The overall view is that our usage follows the API defined in official PyTorch. Therefore, only small modification like moving model and data to GPU with to('xpu') is required. We highly recommend using the TorchScript for quantizing models. With graph model created via TorchScript, optimization like operator fusion (e.g. conv_relu) is enabled automatically. This delivers the best performance for int8 workloads.

Imperative Mode

import torch
import intel_extension_for_pytorch

# Define model
model = Model().to("xpu")
model.eval()
modelImpe = torch.quantization.QuantWrapper(model)

# Define QConfig
qconfig = torch.quantization.QConfig(activation=torch.quantization.observer.MinMaxObserver .with_args(qscheme=torch.per_tensor_symmetric),
    weight=torch.quantization.default_weight_observer)  # weight could also be perchannel

modelImpe.qconfig = qconfig

# Prepare model for inserting observer
torch.quantization.prepare(modelImpe, inplace=True)
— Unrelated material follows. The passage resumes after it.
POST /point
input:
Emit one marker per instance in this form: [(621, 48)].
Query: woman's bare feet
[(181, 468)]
# Calibration to obtain statistics for Observer
for data in calib_dataset:
    modelImpe(data)

# Convert model to create a quantized module
torch.quantization.convert(modelImpe, inplace=True)

# Inference
modelImpe(inference_data)

Imperative mode usage follows official Pytorch and more details can be found at PyTorch doc.
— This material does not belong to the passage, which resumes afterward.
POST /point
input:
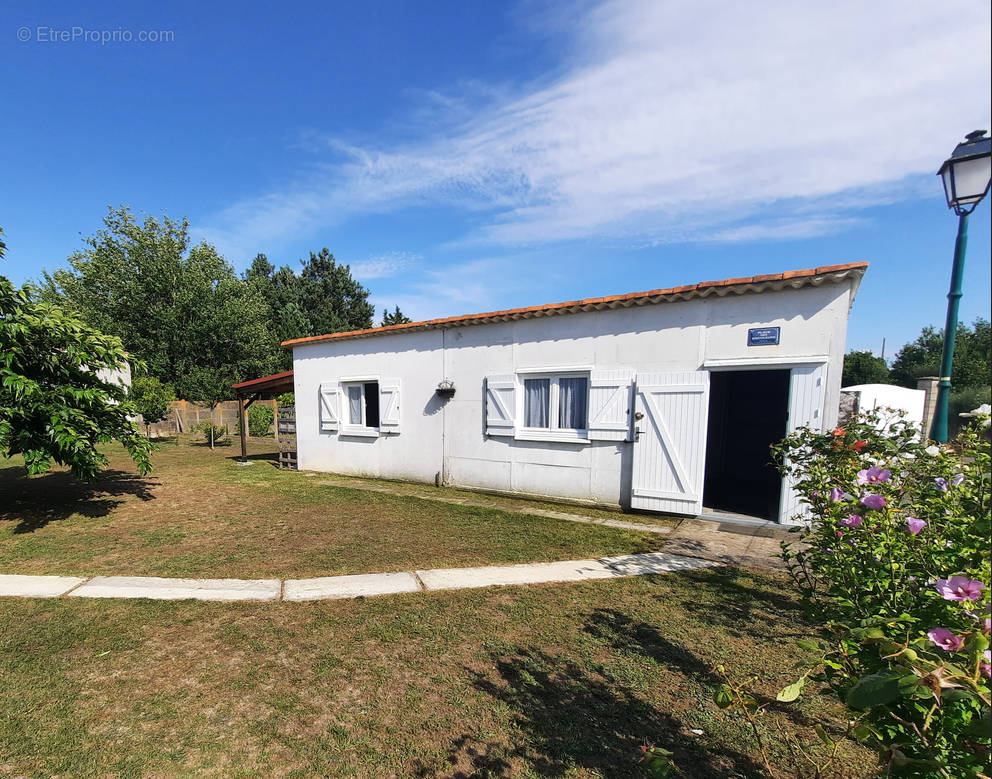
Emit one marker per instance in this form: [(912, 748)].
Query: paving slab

Defining the quantized config (QConfig) for model is the first stage of quantization. Per-tensor quantization is supported for activation quantization, while both per-tensor and per-channel are supported for weight quantization. Weight can be quantized to int8 data type only. As for activation quantization, both symmetric and asymmetric are supported. Also, both uint8 and int8 data types are supported.

If the best performance is desired, we recommend using the symmetric+int8 combination. Other configuration may have lower performance due to the existence of zero_point.

After defining a QConfig, the prepare function is used to insert observer in models. The observer is responsible for collecting statistics for quantization. A calibration stage is needed for observer to collect info.

After calibration, function convert would quantize weight in module and swap FP32 module to quantized ones. Then, an int8 module is created. Be free to use it for inference.

TorchScript Mode

import torch
import intel_extension_for_pytorch
from torch.quantization.quantize_jit import (
    convert_jit,
    prepare_jit,
)

# Define model
model = Model().to("xpu")
model.eval()

# Generate a ScriptModule
modelJit = torch.jit.trace(model, example_input) # or torch.jit.script(model)

# Defin QConfig
qconfig = torch.quantization.QConfig(
    activation=torch.quantization.observer.MinMaxObserver.with_args(
        qscheme=qscheme,
        reduce_range=False,
        dtype=dtype
    ),
    weight=torch.quantization.default_weight_observer
)

# Prepare model for inserting observer
modelJit = prepare_jit(modelJit, {'': qconfig}, inplace=True)

# Calibration 
for data in calib_dataset:
    modelJit(data)

# Convert model to quantized one
modelJit = convert_jit(modelJit)

# Warmup to fully trigger fusion patterns
for i in range(5):
    modelJit(warmup_data) 
# Inference
modelJit(inference_data)

# Debug
print(modelJit.graph_for(inference_dta))

We need to define QConfig`` for TorchScript module, use prepare_jitfor inserting observer and useconvert_jit` for replacing FP32 modules.

Before prepare_jit, create a ScriptModule using torch.jit.script or torch.jit.trace. jit.trace is recommended for capable of catching the whole graph in most scenarios.

Fusion operations like conv_unary, conv_binary, linear_unary (e.g. conv_relu, conv_sum_relu) are automatically enabled after model conversion (convert_jit). A warmup stage is required for bringing the fusion into effect. With the benefit from fusion, ScriptModule can deliver better performance than eager mode. Hence, we recommend using ScriptModule as for performance consideration.

modelJit.graph_for(input) is useful to dump the inference graph and other graph related information for performance analysis.